On peut supposer que les patients qui mentionnent leur recours au médecin généraliste se sentent moins à risques lorsqu’ils consultent en acupuncture, le médecin généraliste pouvant lui-même réaliser des diagnostics et suivre le patient.
En Allemagne, Krug et al. montraient que les patients s’orientaient vers un médecin ou un nonmédecin (ou « Heilpraktiker ») pour des motifs différents (98) : les patients s’orientaient plus vers les médecins en cas de pathologie aigue, ou musculosquelettique, ou nécessitant un arrêt de travail, et vers les « Heilpraktiker » en cas de pathologie chronique ou psychologique. Cela conforte l’idée selon laquelle le patient a recours à un non-médecin lorsque le risque de diagnostic différentiel peut être considéré comme minime.
D’autres études montrent qu’un patient choisit un acupuncteur plus par pragmatisme qu’en fonction de son diplôme médical (proximité, accessibilité, conseil de proche) (95).

DES FACTEURS REELS OU CONSTRUITS A L’ORIGINE DE DIFFICULTES D’INTERACTION

Bien que l’acupuncture soit perçue de manière positive et complémentaire par l’ensemble des acteurs, elle n’est pas intégrée dans le parcours de soins du patient. Plusieurs facteurs en sont à l’origine et expliquent des modes de fonctionnement qui rendent son intégration complexe.

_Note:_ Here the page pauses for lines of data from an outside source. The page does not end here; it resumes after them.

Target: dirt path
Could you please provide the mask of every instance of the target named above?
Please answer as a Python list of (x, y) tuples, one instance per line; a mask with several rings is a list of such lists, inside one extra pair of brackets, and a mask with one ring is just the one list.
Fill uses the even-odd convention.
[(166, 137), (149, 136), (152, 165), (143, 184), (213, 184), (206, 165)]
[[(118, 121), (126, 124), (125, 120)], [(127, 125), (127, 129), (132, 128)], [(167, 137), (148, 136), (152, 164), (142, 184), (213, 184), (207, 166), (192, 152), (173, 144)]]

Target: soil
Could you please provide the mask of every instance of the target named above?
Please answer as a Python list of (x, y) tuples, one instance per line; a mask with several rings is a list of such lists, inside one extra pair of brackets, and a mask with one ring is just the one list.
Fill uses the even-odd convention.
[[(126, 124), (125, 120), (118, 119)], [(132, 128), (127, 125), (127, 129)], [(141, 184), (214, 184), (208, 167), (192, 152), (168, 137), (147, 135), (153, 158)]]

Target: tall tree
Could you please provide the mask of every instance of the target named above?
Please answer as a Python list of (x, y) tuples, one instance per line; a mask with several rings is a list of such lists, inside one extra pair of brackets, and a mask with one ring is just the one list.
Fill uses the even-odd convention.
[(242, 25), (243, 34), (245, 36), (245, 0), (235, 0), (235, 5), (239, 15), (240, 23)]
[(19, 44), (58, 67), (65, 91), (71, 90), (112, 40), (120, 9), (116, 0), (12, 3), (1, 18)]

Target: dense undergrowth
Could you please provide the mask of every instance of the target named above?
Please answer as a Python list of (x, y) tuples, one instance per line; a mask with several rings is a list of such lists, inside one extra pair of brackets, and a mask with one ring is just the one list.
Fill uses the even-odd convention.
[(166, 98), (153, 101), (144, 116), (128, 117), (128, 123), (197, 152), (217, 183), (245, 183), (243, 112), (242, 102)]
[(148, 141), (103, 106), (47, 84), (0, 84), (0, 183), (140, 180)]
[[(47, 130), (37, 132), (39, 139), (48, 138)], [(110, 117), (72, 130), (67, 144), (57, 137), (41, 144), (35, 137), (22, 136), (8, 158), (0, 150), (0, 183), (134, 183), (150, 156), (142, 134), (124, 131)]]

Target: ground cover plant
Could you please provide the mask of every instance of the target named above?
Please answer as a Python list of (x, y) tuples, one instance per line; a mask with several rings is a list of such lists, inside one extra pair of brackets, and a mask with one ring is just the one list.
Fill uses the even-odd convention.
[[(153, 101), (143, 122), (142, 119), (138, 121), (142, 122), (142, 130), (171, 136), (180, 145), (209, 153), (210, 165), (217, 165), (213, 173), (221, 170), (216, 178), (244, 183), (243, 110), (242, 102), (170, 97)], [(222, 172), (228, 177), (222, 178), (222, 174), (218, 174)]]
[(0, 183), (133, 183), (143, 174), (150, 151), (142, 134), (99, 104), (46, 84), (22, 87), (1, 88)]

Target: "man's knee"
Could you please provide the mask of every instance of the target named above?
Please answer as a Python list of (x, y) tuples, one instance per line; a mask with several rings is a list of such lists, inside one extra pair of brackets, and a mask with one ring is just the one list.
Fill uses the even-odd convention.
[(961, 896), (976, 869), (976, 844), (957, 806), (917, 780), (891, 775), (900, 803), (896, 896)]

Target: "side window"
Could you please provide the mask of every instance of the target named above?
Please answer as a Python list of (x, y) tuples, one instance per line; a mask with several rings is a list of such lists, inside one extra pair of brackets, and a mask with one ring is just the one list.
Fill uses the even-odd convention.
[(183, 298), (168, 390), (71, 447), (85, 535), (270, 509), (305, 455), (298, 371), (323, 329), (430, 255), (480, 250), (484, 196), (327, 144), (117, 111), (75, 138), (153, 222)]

La méconnaissance de l’acupuncture

La méconnaissance des médecins généralistes sur la pratique était un frein à la communication mis en avant par tous les acteurs. Plusieurs travaux confirment cette méconnaissance des médecins généralistes sur l’efficacité, les indications, les contreindications et les risques de l’acupuncture (66,67,93).
L’étude de Ben Arye et al. a montré que les médecins généralistes pensaient que les patients attendaient d’eux d’avoir une connaissance actualisée sur la pratique (97).
D’un autre côté, d’autres études ont montré que les patients n’attendaient pas de leur médecin généraliste d’être expert sur le sujet (97,99,100).